Given that the bubble economy was created between 1986 and 1990, you might wonder what possible relevance this could have to today’s exchange rates, and the strength or weakness of the Japanese yen. The answer is very simple – the effects are still being felt in the Japanese economy today and quite simply it is one of the most famous economic slumps in the history of modern economics. Nearly 20 years later, the once booming economy is only now starting to recover with a banking industry that virtually collapsed, and only survived due to the intervention of the Bank of Japan. Consumer confidence was virtually destroyed, with land and house prices collapsing, financial markets in freefall, and companies going bust. And the single reason for this economic collapse – cheap money! How this echoes the current woes in the US and UK markets and the debacle of the sub prime mortgages. Given the length and depth of the recession in Japan following the same model, it is little wonder that many economists are now wondering on the number of banking failures and collapses there may be in the US markets. Only time will tell, but there will almost certainly be more casualties in the coming years.

As I said earlier, the prime reason for the bubble was cheap money. With more money in banks, loans and credit became easier to obtain, and with Japan running a large trade surplus, the yen was able to appreciate against the US dollar and others. With an appreciating yen, financial assets became very lucrative, which in turn led to inevitable speculation, particularly in stocks, shares and property, with the banks offering increasingly risky loans. The bubble finally burst in the early nineties and Japan remained in recession for several years thereafter, a period that is often referred to as the ‘lost decade’. Nominal GDP growth which had been around 7% during the bubble, fell to zero. Amongst the hardest hit were the commercial banks who had extended large amounts on mortgages for property financing, or for speculation in the stock markets. Eventually these losses filtered through to the balance sheets, with several brought to the point of collapse. So what was the effect on the Japanese yen following this turbulent period, and where are we today?
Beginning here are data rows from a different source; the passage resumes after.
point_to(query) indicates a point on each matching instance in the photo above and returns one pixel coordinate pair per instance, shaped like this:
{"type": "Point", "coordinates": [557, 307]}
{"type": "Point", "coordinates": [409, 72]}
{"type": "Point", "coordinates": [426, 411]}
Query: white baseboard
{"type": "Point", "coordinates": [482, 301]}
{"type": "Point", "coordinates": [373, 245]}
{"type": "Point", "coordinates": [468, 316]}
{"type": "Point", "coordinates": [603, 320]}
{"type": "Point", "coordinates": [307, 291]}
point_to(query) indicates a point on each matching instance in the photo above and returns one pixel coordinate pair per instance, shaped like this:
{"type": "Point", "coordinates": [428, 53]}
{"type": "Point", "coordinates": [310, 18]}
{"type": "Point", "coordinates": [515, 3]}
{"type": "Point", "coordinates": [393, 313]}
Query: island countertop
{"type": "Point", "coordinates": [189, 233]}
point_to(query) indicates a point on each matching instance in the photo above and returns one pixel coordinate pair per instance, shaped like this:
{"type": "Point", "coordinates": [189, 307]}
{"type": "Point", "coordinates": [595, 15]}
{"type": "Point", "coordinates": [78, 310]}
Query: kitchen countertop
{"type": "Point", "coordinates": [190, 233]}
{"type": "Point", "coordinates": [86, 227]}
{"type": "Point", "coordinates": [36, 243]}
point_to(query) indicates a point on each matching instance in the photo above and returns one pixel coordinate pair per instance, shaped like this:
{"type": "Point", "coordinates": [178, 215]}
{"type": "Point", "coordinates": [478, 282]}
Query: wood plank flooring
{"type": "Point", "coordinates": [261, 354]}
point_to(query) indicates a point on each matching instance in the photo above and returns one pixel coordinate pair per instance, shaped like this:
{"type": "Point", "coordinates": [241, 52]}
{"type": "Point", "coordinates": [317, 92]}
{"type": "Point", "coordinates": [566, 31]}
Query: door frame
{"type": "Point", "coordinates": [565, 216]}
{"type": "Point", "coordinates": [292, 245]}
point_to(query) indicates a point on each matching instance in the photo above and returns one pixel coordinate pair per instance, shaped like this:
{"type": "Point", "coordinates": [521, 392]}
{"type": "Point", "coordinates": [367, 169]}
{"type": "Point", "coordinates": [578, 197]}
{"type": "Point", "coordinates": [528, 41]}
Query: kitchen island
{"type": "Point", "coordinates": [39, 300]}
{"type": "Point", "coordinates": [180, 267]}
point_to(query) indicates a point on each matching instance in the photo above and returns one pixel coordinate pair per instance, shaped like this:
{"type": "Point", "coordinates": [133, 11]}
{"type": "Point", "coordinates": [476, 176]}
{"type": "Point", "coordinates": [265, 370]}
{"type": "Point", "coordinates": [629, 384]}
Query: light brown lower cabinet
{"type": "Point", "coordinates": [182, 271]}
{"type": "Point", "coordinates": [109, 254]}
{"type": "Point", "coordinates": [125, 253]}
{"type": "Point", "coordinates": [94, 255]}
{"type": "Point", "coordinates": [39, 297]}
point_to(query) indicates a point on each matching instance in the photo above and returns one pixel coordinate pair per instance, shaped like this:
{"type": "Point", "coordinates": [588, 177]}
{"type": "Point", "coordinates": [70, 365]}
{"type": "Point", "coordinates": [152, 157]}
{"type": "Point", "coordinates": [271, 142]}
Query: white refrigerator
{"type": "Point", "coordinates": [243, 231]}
Japan is particularly vulnerable to currency fluctuations because its economy depends so heavily on exports for growth. Japan’s economy grew by 2.1% last year, and more than half of that growth came from exports. A weaker dollar makes Japanese companies’ products more expensive overseas, while reducing the value of their dollar-based earnings when converted into yen. Following the bubble economy the yen declined sharply, reaching a low of 134 yen to dollar in February 2002. The Bank of Japan’s policy of zero interest rates discouraged yen investments whilst simultaneously encouraging speculators in the currency markets with the carry trade, borrowing yen and investing in better paying currencies. This further devalued the yen and as recently as 2007, it was generally agreed that the yen is 15% undervalued against the US dollar and possibly as much as 40% against the Euro. If the dollar continues to fall, “we now face a considerably high possibility of having a situation that can be defined as a recession,” said Hiroshi Shiraishi, a Lehman Brothers economist in Tokyo. Such is the sensitive nature of the Japanese economy. That was 2007 – as we can see dollar weakness has now returned since mid 2007 against the yen in the last year, with the yen falling below the psychological barrier of 100 yen to the dollar. This is the point at which the Bank of Japan is likely to intervene in order to protect their export markets from further erosion due to their products becoming uncompetitive overseas. Despite assurances to the contrary, it is my belief that the BOJ can, and will intervene – they cannot afford to watch their economy enter another long period of sustained recession and I believe that the yen to dollar rate will rebound back to 105/110 supported by the BOJ in the not to distant future.